Improved macroscopic depletion in 2-D nodal analysis by 2x2 albedo-corrected parameterized equivalence constants method

Abstract

This work introduces a 2x2 albedo-corrected parameterized equivalence constants (APEC) method for the macroscopic depletion of nuclear reactors in 2-D nodal analysis to overcome the inherent limitations of the conventional two-step method. A new 2x2 APEC leakage correction that improves fuel assembly (FA) homogenized group constants (HGCs) with a 2x2 FA subdivision is proposed as an improvement on the previous APEC method correcting the HGCs with a 1x1 FA subdivision. Both burnup-independent and -dependent APEC functions are devised by performing various color-set depletion calculations using a transport lattice code. The APEC method is implemented to an in-house macroscopic depletion nodal code based on the nodal expansion method (NEM). For macroscopic depletion, Xe-135 and Sm-149 transient models are proposed based on simplified Xe-135 and Sm-149 decay chains. In addition to the lattice burnup, power-density is newly introduced as an additional independent parameter in the lattice calculations to consider a history effect in HGCs.
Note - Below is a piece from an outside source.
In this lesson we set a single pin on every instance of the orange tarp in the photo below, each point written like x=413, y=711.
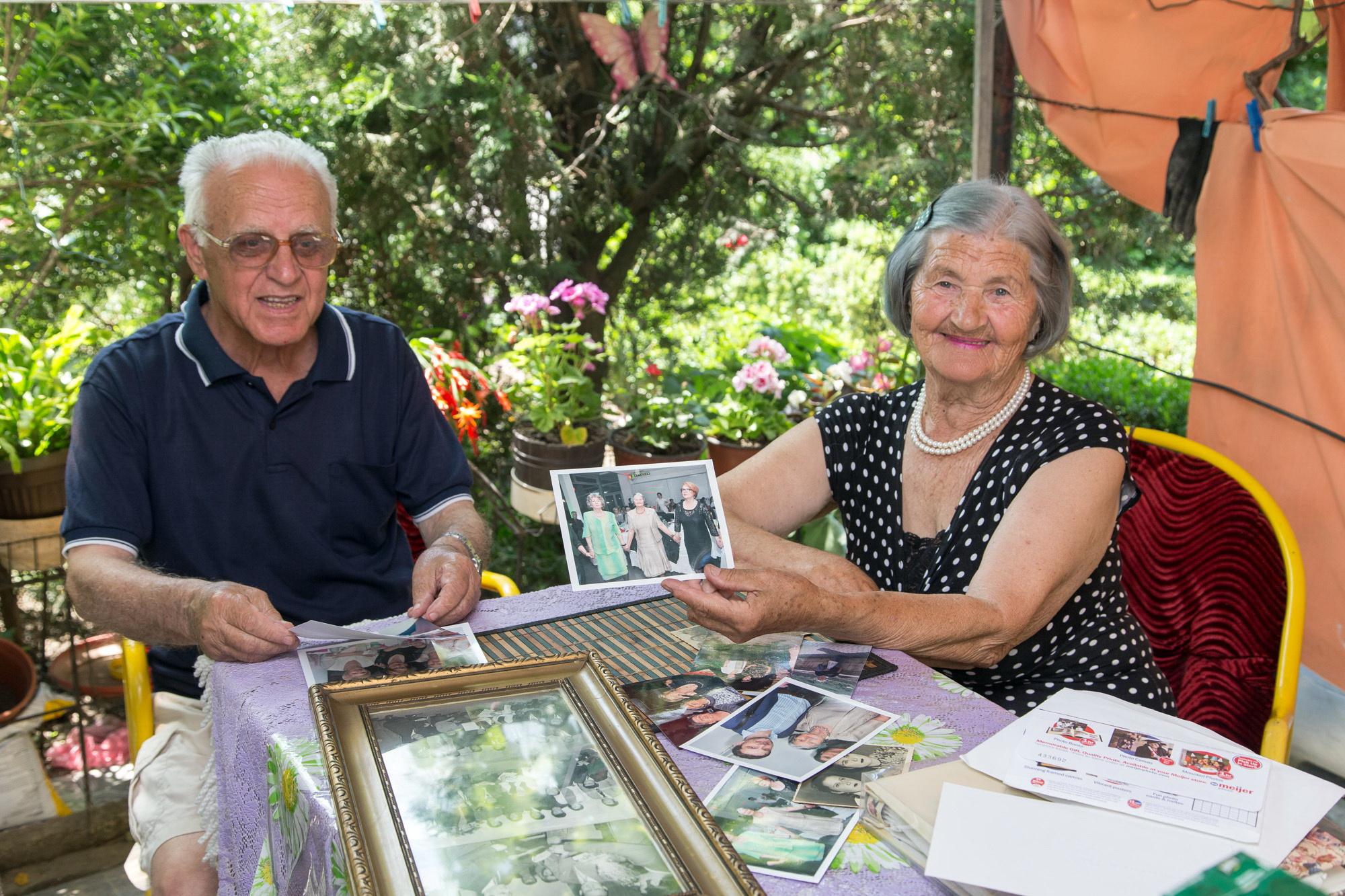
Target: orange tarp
x=1270, y=236
x=1124, y=54
x=1270, y=321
Both UOX-loaded and partially MOX-loaded SMR benchmarks are analyzed to assess the performance of the new APEC method. Furthermore, the general applicability of the APEC correction scheme is also evaluated using random variants of the two reference cores, including large-sized PWR problems. Results show that the new burnup-dependent APEC leakage correction can substantially improve the nodal equivalence in terms of the effective multiplication factor and fuel assembly-wise power distribution.